While living in the rural village for the rest of this week and trying to find conversation will by no means be easy, I think it will be fine. I pray that I don’t get sick; I’m fighting off my sore throat and runny nose.
The day has ended well, al-Hamdulilah, and that is partly thanks to the fact that Ayn Rand’s We the Living is now “wehzheeb” for “madrasa” (homework for school). I find nothing amiss in telling my family this. It allows me to escape the trials of communication, if only for a short while.
I pray that I never take a toilet, a phone, a computer, a friend, or english for granted again.

“‘Don’t you know,’ her voice trembled suddenly in a passionate plea she could not hide, ‘don’t yo know that there are things, in the best of us, which no outside hand should dare to touch? Things sacred because, and only because, one can say: ‘This is mine’? Don’t you know that we live only for ourselves, the best of us do, those who are worthy of it? Don’t you know that there is something is us which must not be touched by any state, by any collective, by any number of millions?’” (89)

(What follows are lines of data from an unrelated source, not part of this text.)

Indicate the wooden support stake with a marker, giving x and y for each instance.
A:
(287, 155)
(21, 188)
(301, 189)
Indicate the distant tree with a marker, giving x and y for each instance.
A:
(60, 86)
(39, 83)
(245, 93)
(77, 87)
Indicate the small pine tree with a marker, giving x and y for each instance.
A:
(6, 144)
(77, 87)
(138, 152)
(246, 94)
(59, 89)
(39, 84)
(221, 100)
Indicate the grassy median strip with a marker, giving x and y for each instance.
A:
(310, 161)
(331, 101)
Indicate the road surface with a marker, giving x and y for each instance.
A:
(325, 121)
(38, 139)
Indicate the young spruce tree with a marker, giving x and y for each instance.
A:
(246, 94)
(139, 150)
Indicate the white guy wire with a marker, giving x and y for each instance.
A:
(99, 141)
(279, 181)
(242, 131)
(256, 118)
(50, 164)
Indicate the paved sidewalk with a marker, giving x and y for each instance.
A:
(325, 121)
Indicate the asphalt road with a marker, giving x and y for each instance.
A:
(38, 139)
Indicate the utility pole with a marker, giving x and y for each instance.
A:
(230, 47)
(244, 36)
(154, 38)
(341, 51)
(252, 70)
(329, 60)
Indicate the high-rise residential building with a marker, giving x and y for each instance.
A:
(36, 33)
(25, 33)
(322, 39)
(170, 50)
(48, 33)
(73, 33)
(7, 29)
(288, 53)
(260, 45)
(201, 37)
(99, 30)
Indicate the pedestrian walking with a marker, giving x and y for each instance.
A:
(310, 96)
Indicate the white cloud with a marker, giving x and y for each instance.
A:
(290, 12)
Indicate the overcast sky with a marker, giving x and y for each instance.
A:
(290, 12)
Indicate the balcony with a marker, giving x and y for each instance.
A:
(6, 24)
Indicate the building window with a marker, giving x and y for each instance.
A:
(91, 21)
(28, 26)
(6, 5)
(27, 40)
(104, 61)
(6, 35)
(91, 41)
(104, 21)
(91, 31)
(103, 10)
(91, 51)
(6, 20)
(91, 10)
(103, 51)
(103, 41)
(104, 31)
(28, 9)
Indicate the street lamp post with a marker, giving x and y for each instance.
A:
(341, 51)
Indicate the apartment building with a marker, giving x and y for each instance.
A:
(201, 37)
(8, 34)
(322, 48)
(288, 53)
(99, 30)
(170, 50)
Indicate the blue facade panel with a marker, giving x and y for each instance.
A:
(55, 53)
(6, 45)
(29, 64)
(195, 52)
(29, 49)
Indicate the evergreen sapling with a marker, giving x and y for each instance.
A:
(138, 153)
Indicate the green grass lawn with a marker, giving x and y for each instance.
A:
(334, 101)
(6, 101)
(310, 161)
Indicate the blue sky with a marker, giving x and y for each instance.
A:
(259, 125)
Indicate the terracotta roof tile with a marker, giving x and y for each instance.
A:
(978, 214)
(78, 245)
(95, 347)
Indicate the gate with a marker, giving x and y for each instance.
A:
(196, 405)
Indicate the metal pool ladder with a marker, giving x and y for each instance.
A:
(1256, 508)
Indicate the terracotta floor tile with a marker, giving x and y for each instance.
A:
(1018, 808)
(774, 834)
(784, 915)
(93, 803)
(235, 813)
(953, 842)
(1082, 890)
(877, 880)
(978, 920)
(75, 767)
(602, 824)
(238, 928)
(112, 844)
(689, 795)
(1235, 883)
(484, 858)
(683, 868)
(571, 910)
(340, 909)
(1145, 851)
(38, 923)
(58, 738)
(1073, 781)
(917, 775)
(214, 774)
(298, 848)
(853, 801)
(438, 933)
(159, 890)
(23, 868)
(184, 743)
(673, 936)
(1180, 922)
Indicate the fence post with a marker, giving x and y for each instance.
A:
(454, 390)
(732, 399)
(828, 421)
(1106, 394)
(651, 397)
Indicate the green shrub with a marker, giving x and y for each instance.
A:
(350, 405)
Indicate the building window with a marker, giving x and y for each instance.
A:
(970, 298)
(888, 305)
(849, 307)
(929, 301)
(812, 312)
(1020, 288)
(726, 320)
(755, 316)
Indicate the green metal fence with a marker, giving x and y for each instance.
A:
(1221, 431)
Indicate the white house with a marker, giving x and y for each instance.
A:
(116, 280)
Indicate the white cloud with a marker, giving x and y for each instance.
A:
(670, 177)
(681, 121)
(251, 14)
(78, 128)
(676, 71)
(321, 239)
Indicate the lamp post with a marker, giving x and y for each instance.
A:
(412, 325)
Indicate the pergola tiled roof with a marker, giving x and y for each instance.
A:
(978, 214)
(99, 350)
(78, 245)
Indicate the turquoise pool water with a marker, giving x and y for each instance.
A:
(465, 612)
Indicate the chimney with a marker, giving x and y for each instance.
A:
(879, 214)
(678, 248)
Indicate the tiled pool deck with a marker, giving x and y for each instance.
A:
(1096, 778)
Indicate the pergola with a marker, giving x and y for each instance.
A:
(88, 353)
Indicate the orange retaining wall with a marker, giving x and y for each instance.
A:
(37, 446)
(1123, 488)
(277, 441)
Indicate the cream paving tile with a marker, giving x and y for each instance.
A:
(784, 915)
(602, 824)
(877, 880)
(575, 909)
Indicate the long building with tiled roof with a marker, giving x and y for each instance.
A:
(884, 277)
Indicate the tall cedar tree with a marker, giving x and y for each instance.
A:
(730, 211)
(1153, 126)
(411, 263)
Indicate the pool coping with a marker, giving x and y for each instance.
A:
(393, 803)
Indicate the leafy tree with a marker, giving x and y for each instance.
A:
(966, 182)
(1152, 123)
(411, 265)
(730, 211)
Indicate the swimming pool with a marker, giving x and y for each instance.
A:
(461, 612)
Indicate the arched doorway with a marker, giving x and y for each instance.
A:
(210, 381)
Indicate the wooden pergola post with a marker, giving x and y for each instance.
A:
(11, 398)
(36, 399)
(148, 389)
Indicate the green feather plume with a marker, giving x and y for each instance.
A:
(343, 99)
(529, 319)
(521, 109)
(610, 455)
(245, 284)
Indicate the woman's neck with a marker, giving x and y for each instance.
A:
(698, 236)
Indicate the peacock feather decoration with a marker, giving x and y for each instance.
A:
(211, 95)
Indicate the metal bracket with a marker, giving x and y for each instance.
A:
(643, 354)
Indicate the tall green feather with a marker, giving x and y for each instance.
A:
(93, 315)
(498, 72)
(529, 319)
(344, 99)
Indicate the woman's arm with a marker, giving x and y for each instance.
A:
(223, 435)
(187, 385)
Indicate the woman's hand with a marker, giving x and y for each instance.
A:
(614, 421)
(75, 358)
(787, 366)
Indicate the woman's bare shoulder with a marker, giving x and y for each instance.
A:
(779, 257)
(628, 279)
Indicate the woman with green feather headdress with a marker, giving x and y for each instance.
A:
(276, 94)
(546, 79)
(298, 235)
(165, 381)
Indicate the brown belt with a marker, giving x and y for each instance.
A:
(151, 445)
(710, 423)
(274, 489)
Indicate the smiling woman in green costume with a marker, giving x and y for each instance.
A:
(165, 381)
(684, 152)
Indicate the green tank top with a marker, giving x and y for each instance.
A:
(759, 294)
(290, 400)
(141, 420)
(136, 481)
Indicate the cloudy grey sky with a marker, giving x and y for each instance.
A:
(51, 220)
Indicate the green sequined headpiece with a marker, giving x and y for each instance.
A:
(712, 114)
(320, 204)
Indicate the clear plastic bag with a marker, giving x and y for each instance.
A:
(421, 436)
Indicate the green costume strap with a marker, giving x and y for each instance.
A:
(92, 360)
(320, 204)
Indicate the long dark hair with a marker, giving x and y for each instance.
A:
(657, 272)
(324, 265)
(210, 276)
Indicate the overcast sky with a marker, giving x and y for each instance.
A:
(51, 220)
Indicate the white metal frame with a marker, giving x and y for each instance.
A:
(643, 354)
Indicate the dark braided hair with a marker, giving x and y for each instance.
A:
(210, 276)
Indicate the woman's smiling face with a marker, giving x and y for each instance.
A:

“‘I don’t want to fight for the people, I don’t want to fight against the people, I don’t want to hear of the people. I want to be left alone — to live.’” (90)


“She said ‘no’ to the words he spoke, and ‘yes’ to the voice that spoke them.”
Isn’t that how it always happens...
how is it that we become enchantsed by those who perchance shouldn’t hold such power over us? but they do, and their hold is strong...
and oh, how we love them. and how easy it is to lose ourselves to them.